Живая вода
Шрифт:
Около этого окна он готовился к экзаменам в седьмом классе. Разный мальчишеский хлам: проволока, гвозди, шалнеры, всякие железки вызвали улыбку. Зачем-то все надо было, натаскивал. Мечтал что-то построить, да так и промечтал. Четырьмя днями промелькнуло детство: зимним – белым, осенним – золотым, весенним – дождливым и летним – зеленым.
„Так что же вспомнилось-то?“ – мучился он. А, вот что. Обида на отца. Он не дал учиться после семилетки. Как ни просился Николай дальше, отец заставил его пойти в колхоз. Десять классов Николай закончил уже в армии, а после службы – вечерний институт.

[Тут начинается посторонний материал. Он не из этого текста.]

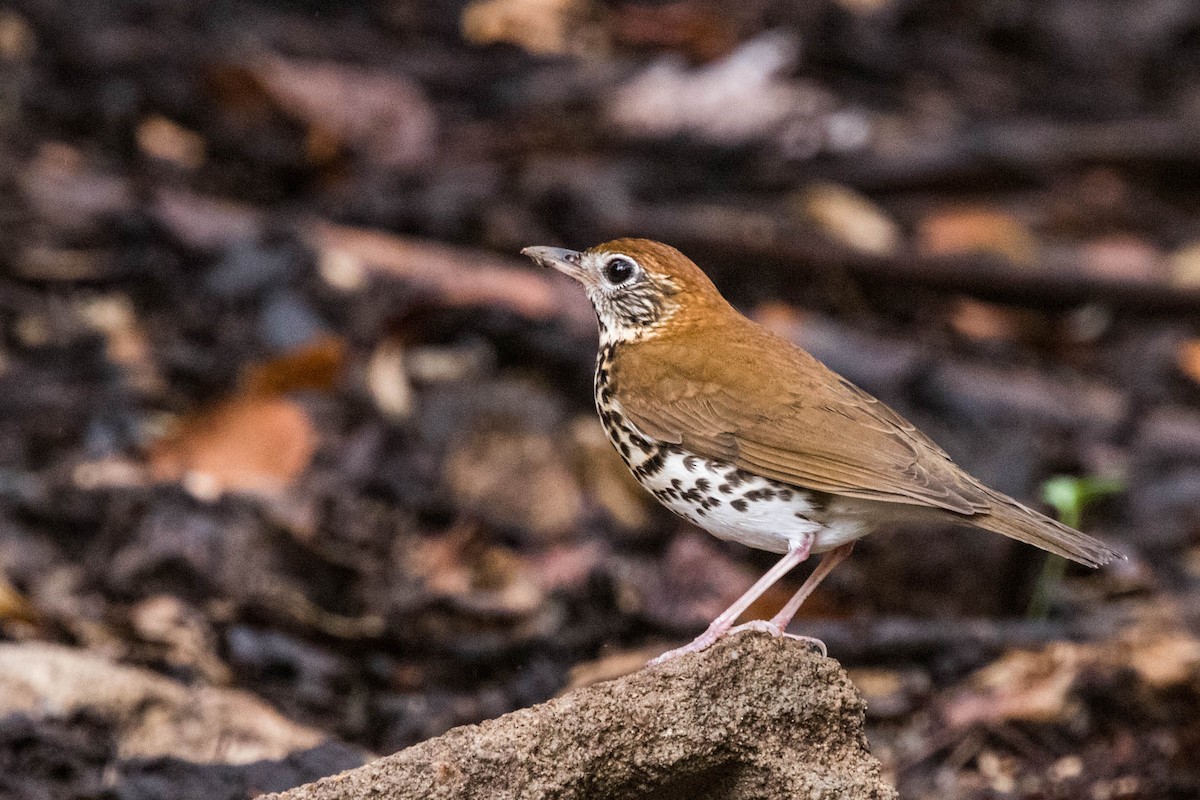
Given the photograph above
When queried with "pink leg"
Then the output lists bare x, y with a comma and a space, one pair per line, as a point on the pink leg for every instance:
779, 623
723, 624
835, 557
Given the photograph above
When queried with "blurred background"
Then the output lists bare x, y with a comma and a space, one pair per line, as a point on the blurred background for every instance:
283, 419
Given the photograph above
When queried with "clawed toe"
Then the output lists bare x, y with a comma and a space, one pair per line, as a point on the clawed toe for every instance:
766, 626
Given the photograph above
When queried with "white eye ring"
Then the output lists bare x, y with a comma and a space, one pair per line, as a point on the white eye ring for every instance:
619, 269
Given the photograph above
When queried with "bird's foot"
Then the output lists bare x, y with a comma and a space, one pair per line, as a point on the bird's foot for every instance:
765, 626
708, 638
701, 642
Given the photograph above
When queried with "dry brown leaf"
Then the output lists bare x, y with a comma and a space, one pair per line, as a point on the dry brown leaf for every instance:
1026, 686
984, 322
609, 667
61, 187
382, 115
701, 31
256, 444
851, 218
1187, 356
515, 477
605, 476
316, 366
15, 606
485, 577
540, 26
459, 276
1122, 257
1185, 266
166, 140
208, 222
961, 230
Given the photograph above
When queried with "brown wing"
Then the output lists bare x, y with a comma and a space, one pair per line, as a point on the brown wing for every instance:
773, 409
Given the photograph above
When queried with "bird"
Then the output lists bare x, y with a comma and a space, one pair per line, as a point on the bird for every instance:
755, 440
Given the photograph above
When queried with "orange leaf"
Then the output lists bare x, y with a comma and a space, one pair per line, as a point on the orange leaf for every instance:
251, 444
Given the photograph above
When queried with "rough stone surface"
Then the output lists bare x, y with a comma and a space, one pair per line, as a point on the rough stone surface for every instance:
753, 716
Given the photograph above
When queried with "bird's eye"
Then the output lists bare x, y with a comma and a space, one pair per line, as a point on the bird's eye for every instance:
618, 269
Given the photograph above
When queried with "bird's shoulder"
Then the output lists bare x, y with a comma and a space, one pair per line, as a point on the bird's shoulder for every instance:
741, 392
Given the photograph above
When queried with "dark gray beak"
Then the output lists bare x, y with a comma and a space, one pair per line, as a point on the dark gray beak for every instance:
564, 260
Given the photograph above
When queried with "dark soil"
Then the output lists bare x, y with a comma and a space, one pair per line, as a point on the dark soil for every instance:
172, 298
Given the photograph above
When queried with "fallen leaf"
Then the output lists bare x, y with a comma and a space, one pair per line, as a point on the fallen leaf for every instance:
1187, 356
984, 322
64, 188
961, 230
539, 26
382, 115
253, 444
605, 476
1122, 257
1023, 685
166, 140
457, 276
743, 97
208, 222
851, 218
515, 477
313, 366
609, 667
15, 606
1185, 265
701, 31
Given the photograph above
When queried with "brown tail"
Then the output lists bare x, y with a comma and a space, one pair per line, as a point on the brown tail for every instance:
1025, 524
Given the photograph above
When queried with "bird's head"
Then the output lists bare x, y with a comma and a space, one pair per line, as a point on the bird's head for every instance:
637, 286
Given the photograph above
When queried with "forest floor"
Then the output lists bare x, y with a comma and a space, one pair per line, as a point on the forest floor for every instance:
282, 413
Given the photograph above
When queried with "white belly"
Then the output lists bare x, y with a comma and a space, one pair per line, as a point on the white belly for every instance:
755, 511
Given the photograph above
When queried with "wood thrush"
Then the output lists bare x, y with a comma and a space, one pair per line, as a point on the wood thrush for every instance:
749, 437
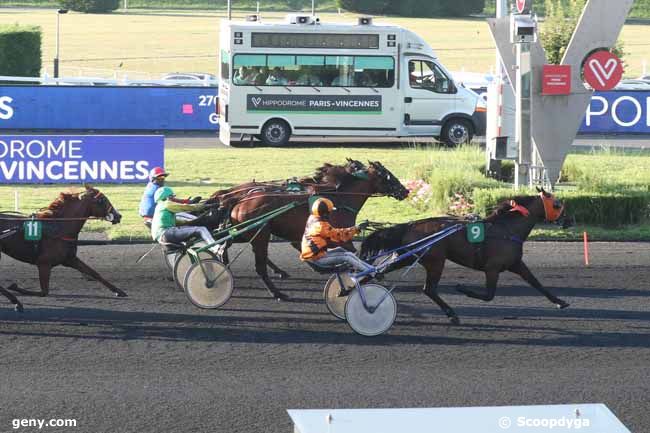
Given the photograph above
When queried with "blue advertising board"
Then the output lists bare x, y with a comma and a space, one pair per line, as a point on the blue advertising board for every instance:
108, 108
79, 158
194, 109
618, 112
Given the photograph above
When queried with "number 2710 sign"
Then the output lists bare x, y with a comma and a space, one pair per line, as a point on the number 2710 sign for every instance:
475, 233
33, 230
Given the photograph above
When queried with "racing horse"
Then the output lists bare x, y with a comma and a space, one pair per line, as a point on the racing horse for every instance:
506, 230
349, 189
62, 221
326, 177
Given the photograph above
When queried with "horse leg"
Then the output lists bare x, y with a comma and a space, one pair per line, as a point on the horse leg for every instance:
261, 250
522, 270
77, 264
44, 271
434, 272
491, 280
283, 275
12, 298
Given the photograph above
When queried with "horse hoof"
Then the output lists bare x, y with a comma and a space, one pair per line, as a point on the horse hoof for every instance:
281, 297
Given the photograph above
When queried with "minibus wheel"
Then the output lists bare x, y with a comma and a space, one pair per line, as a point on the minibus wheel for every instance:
456, 132
276, 132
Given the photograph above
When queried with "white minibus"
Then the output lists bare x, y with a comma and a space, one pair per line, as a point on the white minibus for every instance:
307, 78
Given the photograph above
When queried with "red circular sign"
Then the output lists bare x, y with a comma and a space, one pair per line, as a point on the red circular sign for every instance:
603, 70
521, 6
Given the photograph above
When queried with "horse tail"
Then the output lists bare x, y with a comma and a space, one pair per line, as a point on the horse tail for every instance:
383, 240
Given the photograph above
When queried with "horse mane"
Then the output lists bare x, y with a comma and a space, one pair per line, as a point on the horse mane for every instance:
56, 207
385, 239
331, 174
503, 209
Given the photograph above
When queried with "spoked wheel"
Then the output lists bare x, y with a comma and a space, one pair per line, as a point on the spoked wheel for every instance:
211, 289
378, 317
169, 258
334, 301
183, 263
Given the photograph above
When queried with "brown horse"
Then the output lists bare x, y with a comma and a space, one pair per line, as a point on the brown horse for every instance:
349, 189
62, 221
326, 178
506, 229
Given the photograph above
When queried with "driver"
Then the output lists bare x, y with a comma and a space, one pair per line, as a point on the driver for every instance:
164, 224
157, 177
320, 235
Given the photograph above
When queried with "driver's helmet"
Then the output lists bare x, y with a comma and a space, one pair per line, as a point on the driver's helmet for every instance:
163, 194
322, 207
157, 172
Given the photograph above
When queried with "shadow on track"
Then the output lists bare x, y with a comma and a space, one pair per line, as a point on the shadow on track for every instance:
100, 324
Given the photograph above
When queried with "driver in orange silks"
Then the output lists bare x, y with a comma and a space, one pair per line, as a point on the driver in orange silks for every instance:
320, 235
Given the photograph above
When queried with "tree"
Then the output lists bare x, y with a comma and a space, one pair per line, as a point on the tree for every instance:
20, 51
561, 21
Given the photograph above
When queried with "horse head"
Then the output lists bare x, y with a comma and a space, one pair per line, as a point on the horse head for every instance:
544, 206
553, 209
99, 205
385, 182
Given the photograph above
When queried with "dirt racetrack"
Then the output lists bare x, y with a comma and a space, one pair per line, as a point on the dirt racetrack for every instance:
154, 363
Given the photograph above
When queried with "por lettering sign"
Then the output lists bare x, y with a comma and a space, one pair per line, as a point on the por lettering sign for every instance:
603, 70
524, 6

Сейчас Николай прощал отца. Волей-неволей поймешь его: легче заставить работать остальных людей, когда не жалеешь родных. „Бей своих, чтоб чужие боялись, – усмехнулся Николай. – Ну как было, так и было. Теперь не воротишь. А отец уж старик“.
Стоял еще день, в бане было свободно. Выбрали скамью возле окна. Оконные стекла, до половины замазанные белилами, еще не запотели, и виднелась лампочка на столбе. Она горела, но тускло.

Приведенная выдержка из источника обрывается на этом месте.